Organisational structure has a direct effect on employee behaviour. As earlier noted, teams are valuable, and an organisational structure that fosters team behaviour is supportive of organisational learning, since teamwork encourages openness to analysis of new ideas and engagement in learning and innovative activities (Babnik et al 2014; Van Der Vegt and Bunderson 2005). Also organisational behaviour and organisational structure are directly linked; structure builds the frame of inference upon which organisational operations are managed and it guides the behaviour of organisational members, which translates to certain “patterns of behaviour” supported by the structure of the organisation (Dauber et al, 2011:7).

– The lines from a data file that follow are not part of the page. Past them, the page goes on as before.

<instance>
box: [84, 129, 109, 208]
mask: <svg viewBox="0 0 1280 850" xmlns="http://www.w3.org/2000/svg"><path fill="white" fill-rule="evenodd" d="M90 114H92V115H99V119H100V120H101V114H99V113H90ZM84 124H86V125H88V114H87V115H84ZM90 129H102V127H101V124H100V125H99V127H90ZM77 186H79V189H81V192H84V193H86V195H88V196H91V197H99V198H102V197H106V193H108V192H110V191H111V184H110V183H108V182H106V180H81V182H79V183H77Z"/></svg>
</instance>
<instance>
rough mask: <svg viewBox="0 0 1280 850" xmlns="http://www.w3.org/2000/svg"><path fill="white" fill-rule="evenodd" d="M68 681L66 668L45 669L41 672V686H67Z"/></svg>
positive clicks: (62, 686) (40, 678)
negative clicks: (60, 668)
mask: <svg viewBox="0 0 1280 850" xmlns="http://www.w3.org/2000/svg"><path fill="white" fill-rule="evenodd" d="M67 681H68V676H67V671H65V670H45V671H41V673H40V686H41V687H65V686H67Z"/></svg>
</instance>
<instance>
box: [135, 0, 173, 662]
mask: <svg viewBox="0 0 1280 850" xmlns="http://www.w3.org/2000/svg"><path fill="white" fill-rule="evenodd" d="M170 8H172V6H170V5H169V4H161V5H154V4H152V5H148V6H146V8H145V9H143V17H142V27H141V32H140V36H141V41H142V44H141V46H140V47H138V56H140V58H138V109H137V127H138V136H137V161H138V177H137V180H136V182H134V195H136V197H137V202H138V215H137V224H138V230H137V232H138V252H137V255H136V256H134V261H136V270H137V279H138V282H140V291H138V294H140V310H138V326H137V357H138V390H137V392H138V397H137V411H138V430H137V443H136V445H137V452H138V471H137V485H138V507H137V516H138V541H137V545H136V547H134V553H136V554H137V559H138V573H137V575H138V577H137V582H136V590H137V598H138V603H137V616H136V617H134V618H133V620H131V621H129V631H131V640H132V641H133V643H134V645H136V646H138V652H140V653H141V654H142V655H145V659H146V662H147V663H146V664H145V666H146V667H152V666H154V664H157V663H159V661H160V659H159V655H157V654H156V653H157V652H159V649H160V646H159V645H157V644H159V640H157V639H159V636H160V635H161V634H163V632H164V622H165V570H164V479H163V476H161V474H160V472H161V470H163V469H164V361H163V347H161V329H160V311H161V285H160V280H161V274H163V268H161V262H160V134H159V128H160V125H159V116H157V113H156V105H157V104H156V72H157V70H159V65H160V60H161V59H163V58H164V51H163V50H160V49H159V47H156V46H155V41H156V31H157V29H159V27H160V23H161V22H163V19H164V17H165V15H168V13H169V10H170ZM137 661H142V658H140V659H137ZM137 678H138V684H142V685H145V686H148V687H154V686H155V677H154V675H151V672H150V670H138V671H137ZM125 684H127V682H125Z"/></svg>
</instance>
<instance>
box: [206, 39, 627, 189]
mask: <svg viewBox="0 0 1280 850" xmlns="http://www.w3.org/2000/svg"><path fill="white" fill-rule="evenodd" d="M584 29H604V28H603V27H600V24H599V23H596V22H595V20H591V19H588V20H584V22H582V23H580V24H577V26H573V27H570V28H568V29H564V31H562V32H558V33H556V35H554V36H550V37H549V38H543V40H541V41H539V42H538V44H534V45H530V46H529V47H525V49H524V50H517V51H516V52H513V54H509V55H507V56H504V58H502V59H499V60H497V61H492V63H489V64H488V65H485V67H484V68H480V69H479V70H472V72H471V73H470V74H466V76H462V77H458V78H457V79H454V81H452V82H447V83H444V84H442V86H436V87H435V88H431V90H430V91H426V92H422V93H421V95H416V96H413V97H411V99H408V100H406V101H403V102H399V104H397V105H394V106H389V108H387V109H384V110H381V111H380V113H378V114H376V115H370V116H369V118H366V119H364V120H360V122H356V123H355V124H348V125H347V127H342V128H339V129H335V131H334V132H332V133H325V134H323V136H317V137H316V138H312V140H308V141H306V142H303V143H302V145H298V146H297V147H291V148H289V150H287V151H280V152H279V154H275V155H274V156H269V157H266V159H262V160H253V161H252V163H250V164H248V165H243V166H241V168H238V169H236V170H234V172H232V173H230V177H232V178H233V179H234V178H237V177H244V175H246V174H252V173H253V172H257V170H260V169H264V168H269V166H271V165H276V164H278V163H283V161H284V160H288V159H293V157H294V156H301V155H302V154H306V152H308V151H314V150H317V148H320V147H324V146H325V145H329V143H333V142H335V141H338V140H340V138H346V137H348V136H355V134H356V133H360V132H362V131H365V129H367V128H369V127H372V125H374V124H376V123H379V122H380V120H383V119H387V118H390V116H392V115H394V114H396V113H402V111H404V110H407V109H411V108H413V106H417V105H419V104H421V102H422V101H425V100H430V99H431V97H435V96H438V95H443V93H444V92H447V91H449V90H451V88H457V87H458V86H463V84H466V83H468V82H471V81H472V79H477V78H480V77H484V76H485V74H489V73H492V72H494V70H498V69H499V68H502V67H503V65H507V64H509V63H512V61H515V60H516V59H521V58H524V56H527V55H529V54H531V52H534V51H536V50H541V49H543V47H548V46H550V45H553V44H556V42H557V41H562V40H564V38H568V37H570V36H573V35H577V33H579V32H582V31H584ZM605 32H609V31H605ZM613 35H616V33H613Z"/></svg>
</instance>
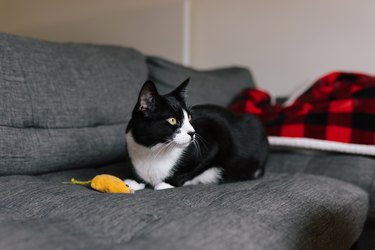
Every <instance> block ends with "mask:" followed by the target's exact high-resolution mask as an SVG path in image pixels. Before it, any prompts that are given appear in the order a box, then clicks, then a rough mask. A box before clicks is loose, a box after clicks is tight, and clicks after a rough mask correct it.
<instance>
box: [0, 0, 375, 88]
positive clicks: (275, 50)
mask: <svg viewBox="0 0 375 250" xmlns="http://www.w3.org/2000/svg"><path fill="white" fill-rule="evenodd" d="M184 1H185V2H187V1H191V9H192V14H191V27H190V28H189V25H187V26H186V25H185V26H184V20H189V18H187V19H184V18H183V7H184V4H183V2H184ZM374 10H375V1H373V0H314V1H311V0H0V31H7V32H10V33H15V34H21V35H27V36H31V37H37V38H43V39H48V40H55V41H76V42H90V43H109V44H119V45H126V46H131V47H135V48H137V49H139V50H141V51H142V52H144V53H147V54H156V55H159V56H163V57H165V58H168V59H171V60H173V61H177V62H183V59H184V58H185V59H186V58H187V57H189V55H190V57H191V64H192V65H193V66H195V67H198V68H212V67H217V66H226V65H231V64H236V65H243V66H246V67H249V68H251V70H252V72H253V74H254V76H255V79H256V81H257V82H258V85H259V86H260V87H262V88H264V89H266V90H268V91H270V92H271V93H273V94H277V95H285V94H288V93H289V92H291V91H292V90H293V89H294V88H295V87H296V86H298V85H300V84H302V83H305V82H311V81H312V80H313V79H316V78H317V77H319V76H321V75H322V74H324V73H327V72H328V71H331V70H357V71H364V72H368V73H372V74H375V15H374ZM185 24H186V23H185ZM183 27H185V31H186V29H187V30H188V31H189V30H190V31H191V46H189V44H188V43H189V42H190V39H189V37H188V36H187V38H184V34H185V35H186V34H188V33H186V32H185V33H184V31H183ZM184 39H185V40H184ZM190 47H191V52H190V53H189V48H190ZM187 53H188V54H187ZM188 61H189V60H185V62H188Z"/></svg>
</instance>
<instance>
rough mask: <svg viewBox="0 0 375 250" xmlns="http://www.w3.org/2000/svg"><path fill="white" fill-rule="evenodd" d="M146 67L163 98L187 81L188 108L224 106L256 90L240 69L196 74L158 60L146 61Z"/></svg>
mask: <svg viewBox="0 0 375 250" xmlns="http://www.w3.org/2000/svg"><path fill="white" fill-rule="evenodd" d="M147 65H148V68H149V78H150V79H151V80H153V81H154V82H155V83H156V84H157V87H158V90H159V92H160V93H162V94H165V93H168V92H170V91H171V90H173V89H174V88H175V87H177V86H178V85H179V84H180V83H182V82H183V81H184V80H185V79H186V78H188V77H190V84H189V87H188V103H189V104H190V105H196V104H207V103H210V104H217V105H221V106H226V105H228V104H229V102H230V101H231V100H232V98H234V97H235V95H236V94H238V93H239V92H240V91H241V90H243V89H245V88H249V87H254V86H255V83H254V80H253V78H252V76H251V73H250V72H249V70H248V69H245V68H241V67H230V68H223V69H216V70H204V71H199V70H195V69H192V68H188V67H184V66H181V65H180V64H176V63H173V62H170V61H168V60H165V59H162V58H158V57H148V58H147Z"/></svg>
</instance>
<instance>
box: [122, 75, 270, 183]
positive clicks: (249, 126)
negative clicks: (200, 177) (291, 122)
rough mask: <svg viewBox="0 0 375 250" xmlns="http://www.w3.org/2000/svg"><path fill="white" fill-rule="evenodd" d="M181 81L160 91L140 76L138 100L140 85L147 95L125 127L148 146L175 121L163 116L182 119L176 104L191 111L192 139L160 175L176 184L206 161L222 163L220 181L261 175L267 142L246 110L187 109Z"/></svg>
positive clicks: (163, 137)
mask: <svg viewBox="0 0 375 250" xmlns="http://www.w3.org/2000/svg"><path fill="white" fill-rule="evenodd" d="M187 82H188V80H187V81H185V82H184V83H182V84H181V85H180V86H179V87H178V88H177V89H176V90H174V91H172V92H171V93H169V94H167V95H164V96H161V95H159V94H158V93H157V91H156V88H155V87H154V84H153V83H152V82H146V83H145V85H144V87H143V88H142V90H141V92H140V97H139V100H140V99H141V96H145V92H144V91H146V93H147V92H149V93H150V95H149V96H150V99H149V100H146V101H145V102H143V104H141V101H138V103H137V105H136V107H135V108H134V111H133V114H132V115H133V116H132V119H131V121H130V122H129V124H128V127H127V131H129V130H130V129H131V130H132V133H133V137H134V139H135V141H136V142H137V143H139V144H142V145H144V146H147V147H151V146H153V145H155V144H157V143H160V142H162V143H165V142H168V141H169V140H170V139H171V138H172V137H173V135H174V133H175V132H176V130H177V129H178V126H171V125H170V124H168V123H166V122H165V120H166V119H168V118H169V117H171V116H173V117H176V118H177V120H178V121H179V122H182V118H183V113H182V109H185V110H187V111H188V113H190V114H191V116H192V121H191V124H192V126H193V127H194V129H195V131H196V135H197V137H196V139H197V141H196V143H197V144H198V145H194V143H191V144H190V145H189V146H188V147H187V148H186V149H185V152H184V154H183V155H182V156H181V159H180V160H179V161H178V163H177V165H176V166H175V167H174V171H172V172H173V174H172V175H171V176H169V177H167V178H166V179H165V180H164V181H165V182H166V183H169V184H171V185H172V186H182V185H183V184H184V183H185V182H186V181H189V180H191V179H193V178H194V177H195V176H198V175H199V174H201V173H203V172H204V171H205V170H207V169H209V168H211V167H219V168H221V169H222V173H223V176H222V177H223V178H222V180H223V182H233V181H244V180H251V179H255V178H258V177H261V176H262V175H263V174H264V166H265V162H266V159H267V156H268V151H269V145H268V141H267V137H266V135H265V133H264V131H263V128H262V125H261V123H260V122H259V121H258V119H257V118H256V117H254V116H252V115H236V114H234V113H232V112H230V111H229V110H227V109H225V108H223V107H219V106H214V105H199V106H194V107H193V108H191V109H188V108H187V106H186V104H185V92H186V85H187ZM146 96H147V94H146Z"/></svg>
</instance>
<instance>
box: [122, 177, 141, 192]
mask: <svg viewBox="0 0 375 250" xmlns="http://www.w3.org/2000/svg"><path fill="white" fill-rule="evenodd" d="M124 182H125V184H126V185H128V186H129V187H130V188H131V189H133V190H134V191H138V190H142V189H145V187H146V185H145V184H144V183H138V182H136V181H135V180H132V179H126V180H124Z"/></svg>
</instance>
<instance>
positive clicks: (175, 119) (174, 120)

In reverse, structures are dynamic and can change over time as result of new organisational conditions, resulting in the need to align and modify organisational behaviour of employees so that they could access and acquire relevant and varied knowledge that would aid in tackling fluctuations, problems and diverse situations. Therefore, structure is never an organisational static condition, it changes based on the differing environmental pressures in need of respond by developing appropriate structures, practices and policies (Martinez-‐Leon and Martinez-‐Garcia, 2011).